Friday, March 5, 2010

"As Perdas ficam Perdidas"


(excerto "278" do livro do desassossego do Fernando Pessoa):

"A maioria dos homens vive com espontaneidade uma vida fictícia e alheia. "A maioria da gente é outra gente", disse Oscar Wilde, e disse bem.

Uns gastam a vida na busca de qualquer coisa que não querem; outros empregam-se na busca do que querem e lhes não serve; outros ainda se perdem nas buscas de vida... Mas a maioria é feliz e goza a vida sem isso valer.

Em geral, o homem chora pouco, e, quando se queixa, é a sua literatura. O pessimismo tem pouca viabilidade como forma democrática. Os que choram o mal do mundo são isolados - não choram senão o próprio.

Um Leopardi, um Antero, não têm amado ou amante? O Universo é um mal.
Um Vigny é um mal ou pouco amado? O Mundo é um cárcere.
Um Chateaubriand sonha mais que o possível? A vida humana é um tédio.
Um Job é coberto de bolhas? A terra está coberta de bolhas.
Pisam os calos do triste?

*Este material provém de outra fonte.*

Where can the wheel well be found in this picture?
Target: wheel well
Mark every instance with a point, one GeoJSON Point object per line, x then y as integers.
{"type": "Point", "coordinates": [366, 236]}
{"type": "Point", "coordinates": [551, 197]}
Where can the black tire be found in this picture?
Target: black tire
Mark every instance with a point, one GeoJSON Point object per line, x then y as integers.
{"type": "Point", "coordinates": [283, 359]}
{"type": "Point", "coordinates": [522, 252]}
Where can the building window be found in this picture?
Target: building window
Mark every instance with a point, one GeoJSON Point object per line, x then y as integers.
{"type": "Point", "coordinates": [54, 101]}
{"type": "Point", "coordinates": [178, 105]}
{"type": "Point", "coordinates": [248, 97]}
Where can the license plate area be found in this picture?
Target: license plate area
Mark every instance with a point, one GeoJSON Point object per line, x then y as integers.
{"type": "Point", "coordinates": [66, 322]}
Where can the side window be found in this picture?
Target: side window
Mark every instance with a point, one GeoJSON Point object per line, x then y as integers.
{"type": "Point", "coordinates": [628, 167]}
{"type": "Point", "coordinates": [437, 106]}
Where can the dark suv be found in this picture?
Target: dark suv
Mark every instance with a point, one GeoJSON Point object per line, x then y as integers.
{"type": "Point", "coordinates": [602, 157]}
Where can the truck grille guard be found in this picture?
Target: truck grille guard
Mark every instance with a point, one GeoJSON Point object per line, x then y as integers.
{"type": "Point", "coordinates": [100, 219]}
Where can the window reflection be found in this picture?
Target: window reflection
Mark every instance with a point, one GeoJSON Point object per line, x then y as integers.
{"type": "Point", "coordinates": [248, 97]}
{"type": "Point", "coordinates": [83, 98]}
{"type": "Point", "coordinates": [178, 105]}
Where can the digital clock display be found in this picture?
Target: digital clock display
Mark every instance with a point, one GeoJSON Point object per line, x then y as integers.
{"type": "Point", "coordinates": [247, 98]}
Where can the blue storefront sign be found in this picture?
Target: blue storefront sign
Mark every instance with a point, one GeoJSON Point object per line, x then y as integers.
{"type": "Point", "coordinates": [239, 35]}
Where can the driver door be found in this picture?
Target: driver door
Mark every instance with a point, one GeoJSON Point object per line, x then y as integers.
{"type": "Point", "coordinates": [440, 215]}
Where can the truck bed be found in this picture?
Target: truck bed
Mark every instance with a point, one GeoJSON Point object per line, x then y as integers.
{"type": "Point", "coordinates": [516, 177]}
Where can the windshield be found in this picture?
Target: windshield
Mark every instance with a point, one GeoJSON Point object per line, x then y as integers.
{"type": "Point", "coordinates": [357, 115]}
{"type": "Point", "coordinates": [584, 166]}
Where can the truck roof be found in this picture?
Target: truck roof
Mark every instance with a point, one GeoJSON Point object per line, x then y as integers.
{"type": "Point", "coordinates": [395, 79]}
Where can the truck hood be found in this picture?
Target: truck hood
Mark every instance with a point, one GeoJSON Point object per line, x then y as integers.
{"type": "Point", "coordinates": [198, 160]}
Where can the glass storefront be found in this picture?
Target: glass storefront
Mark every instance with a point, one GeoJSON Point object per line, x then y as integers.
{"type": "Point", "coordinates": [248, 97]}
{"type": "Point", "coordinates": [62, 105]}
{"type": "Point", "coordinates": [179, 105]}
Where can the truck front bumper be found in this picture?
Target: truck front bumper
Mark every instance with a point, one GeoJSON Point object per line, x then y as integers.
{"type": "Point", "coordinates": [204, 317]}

Ai dos pés dos sóis e das estrelas.

Alheia a tudo isto, e chorando só o preciso e no menos tempo que pode - quando lhe morre um filho que esquecerá pelos anos fora, salvo nos aniversários; quando perde dinheiro e chora enquanto não arranja outro, ou se não se adapta ao estado da perda - a humanidade continua DIGERINDO E AMANDO!

A vitalidade recupera e anima. Os mortos ficam enterrados. As perdas ficam perdidas."